Given two strings text1 and text2, return the length of their longest common subsequence. If there is no common subsequence, return 0.

Solution

Since the common substring can start and end at any index for both the given strings, I opted for a 2-d DP approach.

Main idea:

Initialize a 2-d DP array with the intention to store the longest common subsequence of text1 and text2 between indices [0:i] of text1 and [0:j] of text2, in dp[i][j]. Now, suppose the left index i is fixed, as the right index j scans the second word. If the current letter text2[j] is equal to text1[i], then we can tack on this letter to the longest common subsequence encountered so far.
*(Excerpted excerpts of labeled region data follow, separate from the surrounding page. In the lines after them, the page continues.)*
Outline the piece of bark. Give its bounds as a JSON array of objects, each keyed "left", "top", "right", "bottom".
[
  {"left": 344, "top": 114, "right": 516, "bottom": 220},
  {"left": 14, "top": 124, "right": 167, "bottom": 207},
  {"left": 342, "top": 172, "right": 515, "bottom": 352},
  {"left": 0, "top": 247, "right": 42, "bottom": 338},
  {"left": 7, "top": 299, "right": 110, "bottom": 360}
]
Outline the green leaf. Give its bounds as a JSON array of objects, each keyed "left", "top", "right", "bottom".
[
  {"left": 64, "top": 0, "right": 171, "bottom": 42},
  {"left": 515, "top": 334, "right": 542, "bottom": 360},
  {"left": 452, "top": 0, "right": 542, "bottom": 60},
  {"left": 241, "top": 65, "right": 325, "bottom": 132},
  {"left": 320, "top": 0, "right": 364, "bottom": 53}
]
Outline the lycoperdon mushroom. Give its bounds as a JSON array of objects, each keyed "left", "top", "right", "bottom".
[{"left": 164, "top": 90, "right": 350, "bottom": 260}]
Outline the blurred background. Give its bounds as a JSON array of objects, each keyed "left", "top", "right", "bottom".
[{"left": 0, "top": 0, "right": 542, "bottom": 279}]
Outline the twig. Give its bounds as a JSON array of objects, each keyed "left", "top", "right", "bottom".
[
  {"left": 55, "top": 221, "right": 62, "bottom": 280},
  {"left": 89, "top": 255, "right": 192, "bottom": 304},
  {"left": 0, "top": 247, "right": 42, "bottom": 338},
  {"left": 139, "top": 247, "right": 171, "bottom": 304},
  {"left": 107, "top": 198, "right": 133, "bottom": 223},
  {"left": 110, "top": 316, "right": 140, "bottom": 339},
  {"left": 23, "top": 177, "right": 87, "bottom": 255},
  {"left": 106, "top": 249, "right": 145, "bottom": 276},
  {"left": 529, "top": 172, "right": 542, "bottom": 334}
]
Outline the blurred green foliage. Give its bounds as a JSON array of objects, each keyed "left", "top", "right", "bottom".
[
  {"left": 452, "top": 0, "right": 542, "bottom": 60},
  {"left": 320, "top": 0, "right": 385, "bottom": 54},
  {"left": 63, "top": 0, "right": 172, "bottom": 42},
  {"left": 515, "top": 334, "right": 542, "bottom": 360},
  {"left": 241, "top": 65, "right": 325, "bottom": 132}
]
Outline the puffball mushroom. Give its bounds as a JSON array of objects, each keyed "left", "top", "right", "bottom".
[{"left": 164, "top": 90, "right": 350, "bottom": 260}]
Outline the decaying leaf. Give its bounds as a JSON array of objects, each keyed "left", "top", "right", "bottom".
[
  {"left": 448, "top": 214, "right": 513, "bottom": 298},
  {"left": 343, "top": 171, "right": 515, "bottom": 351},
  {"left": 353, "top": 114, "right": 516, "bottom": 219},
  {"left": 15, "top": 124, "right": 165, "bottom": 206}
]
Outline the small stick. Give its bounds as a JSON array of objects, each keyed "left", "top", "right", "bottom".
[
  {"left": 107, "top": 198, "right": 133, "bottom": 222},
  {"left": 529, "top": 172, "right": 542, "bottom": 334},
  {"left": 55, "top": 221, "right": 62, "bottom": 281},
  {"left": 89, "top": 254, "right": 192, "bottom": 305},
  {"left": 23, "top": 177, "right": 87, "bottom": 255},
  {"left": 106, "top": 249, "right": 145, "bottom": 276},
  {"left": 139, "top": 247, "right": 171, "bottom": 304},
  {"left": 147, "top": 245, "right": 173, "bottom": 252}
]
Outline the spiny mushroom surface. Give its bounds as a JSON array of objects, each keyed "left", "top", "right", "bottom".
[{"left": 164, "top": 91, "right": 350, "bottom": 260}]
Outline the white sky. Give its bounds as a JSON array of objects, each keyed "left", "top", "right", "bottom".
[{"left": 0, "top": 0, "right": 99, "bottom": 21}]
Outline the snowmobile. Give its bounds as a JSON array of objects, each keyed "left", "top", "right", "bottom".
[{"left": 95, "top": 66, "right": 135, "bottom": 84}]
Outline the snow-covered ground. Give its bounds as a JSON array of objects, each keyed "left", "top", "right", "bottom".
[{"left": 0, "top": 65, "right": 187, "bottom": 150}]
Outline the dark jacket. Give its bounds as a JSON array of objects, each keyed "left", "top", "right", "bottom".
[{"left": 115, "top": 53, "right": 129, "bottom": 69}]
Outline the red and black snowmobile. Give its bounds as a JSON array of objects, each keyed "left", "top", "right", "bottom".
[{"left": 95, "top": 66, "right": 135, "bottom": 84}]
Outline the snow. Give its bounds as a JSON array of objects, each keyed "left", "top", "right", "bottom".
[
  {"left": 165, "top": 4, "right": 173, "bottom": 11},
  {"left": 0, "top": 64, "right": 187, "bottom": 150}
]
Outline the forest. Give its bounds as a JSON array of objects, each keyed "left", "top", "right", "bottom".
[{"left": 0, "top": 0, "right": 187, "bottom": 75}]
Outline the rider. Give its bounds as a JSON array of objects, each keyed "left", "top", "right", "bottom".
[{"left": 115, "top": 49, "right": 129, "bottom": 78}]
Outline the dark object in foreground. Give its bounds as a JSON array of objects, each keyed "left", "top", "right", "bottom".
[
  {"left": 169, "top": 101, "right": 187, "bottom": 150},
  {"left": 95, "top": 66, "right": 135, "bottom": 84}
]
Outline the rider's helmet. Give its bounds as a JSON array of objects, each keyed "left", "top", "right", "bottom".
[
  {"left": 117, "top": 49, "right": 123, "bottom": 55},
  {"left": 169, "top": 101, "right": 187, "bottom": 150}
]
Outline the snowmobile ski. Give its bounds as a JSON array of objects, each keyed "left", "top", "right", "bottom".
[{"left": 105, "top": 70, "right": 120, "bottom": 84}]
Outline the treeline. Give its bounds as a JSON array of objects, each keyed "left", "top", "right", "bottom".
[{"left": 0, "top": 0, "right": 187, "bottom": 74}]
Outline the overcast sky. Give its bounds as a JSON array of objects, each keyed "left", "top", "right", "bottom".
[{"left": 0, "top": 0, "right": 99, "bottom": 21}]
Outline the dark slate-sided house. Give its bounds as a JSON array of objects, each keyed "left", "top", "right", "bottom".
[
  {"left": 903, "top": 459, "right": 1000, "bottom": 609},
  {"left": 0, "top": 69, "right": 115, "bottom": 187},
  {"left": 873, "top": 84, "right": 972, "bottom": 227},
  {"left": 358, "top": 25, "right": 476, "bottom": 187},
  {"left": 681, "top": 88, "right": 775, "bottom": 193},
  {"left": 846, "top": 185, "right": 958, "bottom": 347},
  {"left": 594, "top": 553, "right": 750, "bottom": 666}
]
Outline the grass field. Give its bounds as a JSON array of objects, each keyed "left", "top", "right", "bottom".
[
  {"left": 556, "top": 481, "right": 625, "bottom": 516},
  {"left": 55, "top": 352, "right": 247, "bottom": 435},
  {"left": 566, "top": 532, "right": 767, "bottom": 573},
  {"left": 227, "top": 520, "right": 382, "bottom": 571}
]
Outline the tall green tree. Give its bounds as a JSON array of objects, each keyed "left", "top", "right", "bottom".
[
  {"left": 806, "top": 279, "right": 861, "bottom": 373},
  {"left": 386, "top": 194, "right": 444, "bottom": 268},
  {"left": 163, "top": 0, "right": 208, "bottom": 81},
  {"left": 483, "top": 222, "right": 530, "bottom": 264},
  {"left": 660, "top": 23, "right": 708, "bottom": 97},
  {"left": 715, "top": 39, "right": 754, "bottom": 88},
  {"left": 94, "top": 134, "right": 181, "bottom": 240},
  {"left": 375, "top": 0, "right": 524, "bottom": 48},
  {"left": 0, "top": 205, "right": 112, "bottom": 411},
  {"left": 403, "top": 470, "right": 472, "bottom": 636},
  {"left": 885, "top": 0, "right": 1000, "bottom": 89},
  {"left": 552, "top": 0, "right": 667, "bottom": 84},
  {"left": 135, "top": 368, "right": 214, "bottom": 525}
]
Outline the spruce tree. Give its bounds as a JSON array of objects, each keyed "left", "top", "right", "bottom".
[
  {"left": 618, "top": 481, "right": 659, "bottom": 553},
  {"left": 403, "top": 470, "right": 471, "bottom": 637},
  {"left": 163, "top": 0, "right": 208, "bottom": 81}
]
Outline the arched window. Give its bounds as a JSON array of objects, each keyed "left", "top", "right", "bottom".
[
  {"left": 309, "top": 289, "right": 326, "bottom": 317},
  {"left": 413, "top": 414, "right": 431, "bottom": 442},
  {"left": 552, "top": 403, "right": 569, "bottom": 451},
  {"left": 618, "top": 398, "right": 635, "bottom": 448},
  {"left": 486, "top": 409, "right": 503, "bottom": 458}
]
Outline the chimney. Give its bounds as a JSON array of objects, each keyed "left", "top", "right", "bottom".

So add 1 to dp[i-1][j-1]. If the two letters are not the same, then we can choose to either keep text2[j] and drop text1[i], or keep text1[i] and drop text2[j]. So in dp[i][j] we will store the maximum of these two outcomes that correspond to dp[i-1][j] and dp[i][j-1] respectively. Finally return dp[len(text1)-1][len(text2)-1].

Code:

def longestCommonSubsequence(self, text1: str, text2: str) -> int:
    if(text1 == text2):
        return len(text1)
    n1= len(text1)+1
    n2 = len(text2)+1
    dp = [[0 for _ in range(n2)] for _ in range(n1)]
    for i in range(n1):
        for j in range(n2):
            if(i==0 or j==0):
                dp[i][j] = 0
            elif(text1[i-1]==text2[j-1]):
                dp[i][j] = dp[i-1][max(0,j-1)]+1
            else:
                dp[i][j] = max(dp[i-1][j], dp[i][max(0,j-1)])
    
    return dp[n1-1][n2-1]

Comments:

Time complexity: O($n^2$) where n = max(len(text1), len(text2)).

At the time of submission, the above solution passes leetcode submission cases in 577ms, beats 44.89% of users. It uses 25.25MB of memory, beating 84.36% of users.